Il capo dei grillini, toro scatenato che rifiuta il moderatismo, dice che vigilerà sul Def e poi sulla manovra. “Prima gli italiani”. Non è il vecchio Matteo Salvini, ma il nuovo Giuseppe Conte. Che in serata, di ritorno dal Quirinale, riunisce il consiglio nazionale del M5s, dicitura di per sé un po’ marziale, per parlare di guerra e Def. “Pretendiamo pari dignità e rispetto: non siamo la succursale del Pd”, dice ancora Conte che nel panorama di queste giornate riempie i vuoti comunicati lasciati liberi ormai dal capo della Lega, diventato silenzioso e parco di parole.
Anche Letta sta zitto. Assiste all’evoluzione dell’alleato e continua a capire se il cambio di legge elettorale con il ritorno del proporzionale potrebbe in qualche modo portarlo a Palazzo Chigi. Difficile. Nel Pd sono nervosi: hanno capito che il M5s adesso andrà a caccia dei voti di sinistra e che sarà quanto di meno strutturato si possa pensare quando a qualcuno viene in mente la parola alleato. “Nessuna risposta a Conte è di per sé una risposta”, spiegano serafici dal Nazareno. In poche parole la linea dem è: non cadiamo in provocazioni, lasciamolo sfogare, non facciamoci usare come leva in questo momento. Il ministro della Difesa Lorenzo Guerini ribadisce che l’Italia sulle spese militari deve andare avanti “senza tentennamenti”. Inoltre da leader di Base riformista, corrente dem primaria in Senato, auspica serietà e compattezza da parte della coalizione rossogialla. Chi sta vicino a Letta fa con una certa brutalità questo ragionamento: “Speculare sull’economia di guerra è la strategia che usano i populisti e i sovranisti in questo momento.
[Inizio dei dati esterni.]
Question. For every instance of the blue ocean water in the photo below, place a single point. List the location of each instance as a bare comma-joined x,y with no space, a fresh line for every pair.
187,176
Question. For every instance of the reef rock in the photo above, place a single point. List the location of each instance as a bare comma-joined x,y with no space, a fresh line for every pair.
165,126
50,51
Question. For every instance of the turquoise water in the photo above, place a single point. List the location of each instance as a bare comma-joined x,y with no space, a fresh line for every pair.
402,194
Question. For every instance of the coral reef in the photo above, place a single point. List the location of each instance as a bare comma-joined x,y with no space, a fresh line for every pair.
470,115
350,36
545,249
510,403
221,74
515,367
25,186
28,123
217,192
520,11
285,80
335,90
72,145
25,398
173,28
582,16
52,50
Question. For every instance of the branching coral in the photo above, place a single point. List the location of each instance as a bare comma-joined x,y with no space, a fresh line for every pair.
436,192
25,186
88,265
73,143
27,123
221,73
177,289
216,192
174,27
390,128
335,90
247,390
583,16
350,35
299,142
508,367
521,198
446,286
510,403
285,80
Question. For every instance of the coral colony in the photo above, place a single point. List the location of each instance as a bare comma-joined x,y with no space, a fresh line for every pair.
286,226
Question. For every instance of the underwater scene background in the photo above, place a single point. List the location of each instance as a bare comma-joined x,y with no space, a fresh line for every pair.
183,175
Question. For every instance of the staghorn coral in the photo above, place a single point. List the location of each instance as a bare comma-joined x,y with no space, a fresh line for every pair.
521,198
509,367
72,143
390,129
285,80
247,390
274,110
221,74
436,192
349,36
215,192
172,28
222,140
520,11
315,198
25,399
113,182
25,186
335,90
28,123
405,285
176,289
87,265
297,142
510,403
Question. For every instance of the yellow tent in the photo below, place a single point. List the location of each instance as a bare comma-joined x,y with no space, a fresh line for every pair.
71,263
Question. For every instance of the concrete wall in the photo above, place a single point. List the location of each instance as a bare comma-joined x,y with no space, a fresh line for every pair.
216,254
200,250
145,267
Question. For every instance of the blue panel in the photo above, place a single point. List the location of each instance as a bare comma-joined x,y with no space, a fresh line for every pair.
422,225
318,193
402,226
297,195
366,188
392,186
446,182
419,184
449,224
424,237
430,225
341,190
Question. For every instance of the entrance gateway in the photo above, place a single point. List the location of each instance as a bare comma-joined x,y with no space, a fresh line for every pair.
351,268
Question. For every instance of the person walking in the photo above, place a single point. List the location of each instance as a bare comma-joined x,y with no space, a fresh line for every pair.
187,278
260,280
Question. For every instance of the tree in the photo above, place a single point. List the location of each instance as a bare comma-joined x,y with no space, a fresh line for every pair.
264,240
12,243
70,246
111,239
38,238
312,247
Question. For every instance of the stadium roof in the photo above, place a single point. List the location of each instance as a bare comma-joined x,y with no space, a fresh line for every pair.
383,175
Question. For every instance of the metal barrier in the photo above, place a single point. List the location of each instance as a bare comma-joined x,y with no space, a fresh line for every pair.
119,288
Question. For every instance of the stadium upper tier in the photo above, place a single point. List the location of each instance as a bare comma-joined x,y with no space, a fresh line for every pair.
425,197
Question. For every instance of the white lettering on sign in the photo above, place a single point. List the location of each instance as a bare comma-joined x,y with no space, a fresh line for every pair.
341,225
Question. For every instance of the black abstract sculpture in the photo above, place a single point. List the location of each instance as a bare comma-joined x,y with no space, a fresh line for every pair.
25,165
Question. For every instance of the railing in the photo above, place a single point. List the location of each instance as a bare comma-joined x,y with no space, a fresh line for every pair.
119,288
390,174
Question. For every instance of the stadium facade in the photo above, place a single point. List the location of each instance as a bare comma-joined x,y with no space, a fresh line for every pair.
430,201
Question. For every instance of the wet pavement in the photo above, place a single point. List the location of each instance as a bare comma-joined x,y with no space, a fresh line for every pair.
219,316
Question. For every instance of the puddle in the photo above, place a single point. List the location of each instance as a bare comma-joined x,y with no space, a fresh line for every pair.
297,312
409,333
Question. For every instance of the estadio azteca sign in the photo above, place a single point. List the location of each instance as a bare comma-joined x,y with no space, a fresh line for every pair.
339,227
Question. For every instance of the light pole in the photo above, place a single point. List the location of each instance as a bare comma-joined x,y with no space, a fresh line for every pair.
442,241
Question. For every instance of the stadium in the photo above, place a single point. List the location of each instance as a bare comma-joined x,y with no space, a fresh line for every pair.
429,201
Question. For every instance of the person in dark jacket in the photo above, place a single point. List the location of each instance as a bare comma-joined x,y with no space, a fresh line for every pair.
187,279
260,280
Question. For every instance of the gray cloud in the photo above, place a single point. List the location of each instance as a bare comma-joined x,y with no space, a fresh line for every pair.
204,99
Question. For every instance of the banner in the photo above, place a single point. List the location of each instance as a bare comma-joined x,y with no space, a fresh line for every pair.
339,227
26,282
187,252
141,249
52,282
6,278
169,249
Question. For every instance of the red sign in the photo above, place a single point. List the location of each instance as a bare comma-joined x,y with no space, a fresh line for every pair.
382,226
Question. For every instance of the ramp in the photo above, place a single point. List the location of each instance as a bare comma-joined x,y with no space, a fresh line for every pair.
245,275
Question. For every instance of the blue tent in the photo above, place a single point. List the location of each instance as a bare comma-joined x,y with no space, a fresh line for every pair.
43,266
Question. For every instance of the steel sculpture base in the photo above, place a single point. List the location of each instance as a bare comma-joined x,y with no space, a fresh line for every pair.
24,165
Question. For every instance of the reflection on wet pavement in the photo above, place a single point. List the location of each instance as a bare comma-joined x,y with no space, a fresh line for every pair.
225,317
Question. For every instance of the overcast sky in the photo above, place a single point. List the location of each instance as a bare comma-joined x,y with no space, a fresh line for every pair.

Non a caso in Francia Marine Le Pen ha guadagnato sette punti nei sondaggi nelle ultime settimane”. Conte è tornato a spulciare sondaggi come gli antichi romani facevano con gli aruspici. Sono la bussola del M5s. E dunque le danze si sono appena aperte. Le truppe sono gasatissime, bisogna registrarlo. Il decreto Ucraina ha registrato le assenze non giustificate di tre M5s: Gianluca Ferrara, Alberto Airola e Daniele Pesco, presidente della commissione Bilancio di Palazzo Madama.
Metodico Vito Petrocelli: dal presidente grillino della commissione Esteri nessuna sorpresa. E’ filorusso, lo chiamano Petrov, e ha votato contro il decreto. Ora Conte dovrà mandarlo via dal Movimento. Appena avrà i poteri per farlo (c’è sempre quella storia del tribunale di Napoli che formalmente lo ha congelato dalla carica, ma queste sono davvero quisquilie, forse).